When we hear a sound, we instantly know where it’s coming from. This is because the sound interacts with our body as it travels to our ears. It bounces off, propagates through, diffracts around and is absorbed by various body parts, such as the head, torso, and the intricate structures of the outer ear. These interactions change the sound that arrives at our ears, adding important information known as binaural cues. Our brain can pick out these cues, and based on which ones are present, it can determine the direction that the sound must have come from.

Unfortunately, we can’t just measure binaural cues individually. But we can measure the entire set of cues, all mixed together, for a sound originating from a particular source point. We call these sets of cues Head Related Transfer Functions (HRTFs). The measurement process for an HRTF is simple:

  1. Get your subject to sit very still and place little microphones in their ears. The microphones look a lot like in-ear headphones, only instead of pumping sound into your ear canal, they record the sound that would normally enter it.
  2. Place a speaker at the desired source location, pointing it towards your subject.
  3. Play some test patterns through the speakers and record what the microphones hear.

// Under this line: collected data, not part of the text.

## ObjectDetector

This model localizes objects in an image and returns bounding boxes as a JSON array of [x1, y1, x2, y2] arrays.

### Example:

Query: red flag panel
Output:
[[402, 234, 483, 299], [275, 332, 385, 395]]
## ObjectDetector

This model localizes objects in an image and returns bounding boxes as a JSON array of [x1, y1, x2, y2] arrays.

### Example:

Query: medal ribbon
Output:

Usually we measure HRTFs in an anechoic chamber: A room with special materials on the walls, floor and ceiling designed to trap and absorb sound, so it doesn’t bounce off and echo around the room. We pick special test patterns that allow us to see how the binaural cues affect any sound that might come from that source point. This way, we can apply the HRTF to any audio we like, so that when we play the sound back through headphones, we get the impression that it’s originating from the same source point. This is spatial audio. If we measure the HRTF at enough source points, then we can synthesise sound coming from practically any source point we like!

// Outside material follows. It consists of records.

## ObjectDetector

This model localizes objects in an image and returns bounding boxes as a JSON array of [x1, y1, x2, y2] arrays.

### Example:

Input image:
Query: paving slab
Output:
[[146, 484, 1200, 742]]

The applications for this technology are numerous. Different HRTFs can be applied to different users in a VoIP call, placing each user in a different position within a virtual soundscape. It then becomes much easier to pick out single voices when multiple people are talking at once (this utilised a phenomenon known as the Cocktail Party Effect) HRTFs can also be applied to radar blips and played into a fighter pilot’s headset. A pilot may not have time to look at their instrument panel in a tight situation, but they don’t need to if they can hear where the radar blips are coming from.

The main consumer applications for spatial audio are immersive technologies. Spatial audio enables surround sound through a pair of ordinary stereo headphones, without disturbing your neighbours. But why stop at simulating 5.1 or 7.1 surround systems when you can synthesise an infinite number of source points for a continuous soundscape! Recording audio with microphones in a dummy head can give a startlingly realistic effect (try it here) This technique is limited in that if the user rotates their head in real life, the dummy head in the recording stays put, meaning the sounds move with the user’s head. A more advanced technique, ambisonics, records a full 360 degree sound field with an array of microphones, much like a 360 degree camera. Then, software selects the components of the recording that align with the user’s head orientation during playback. Sennheiser is using ambisonics to allow audio technicians to test room acoustics quicker, and adding full 360 degree audio to 360 degree video recordings. Fully synthetic spatial audio can be used to enhance immersion both in traditional video games and VR experiences.

But there’s a catch. Since everyone’s body is different, we’re all used to hearing different binaural cues. The way sound changes when it travels from a source point to my ears can be radically different to the way sound changes when it travels from that same source point to your ears. Essentially, everyone has a unique set of HRTFs. Which means that in order to properly experience spatial audio, everyone has to go and get their HRTFs measured. But as outlined previously, this takes a lot of special equipment, requires you to sit still with tiny microphones in your ears for a fairly long time. So how can we get around this? Academic researchers have had many ideas, some of which I have summarised below.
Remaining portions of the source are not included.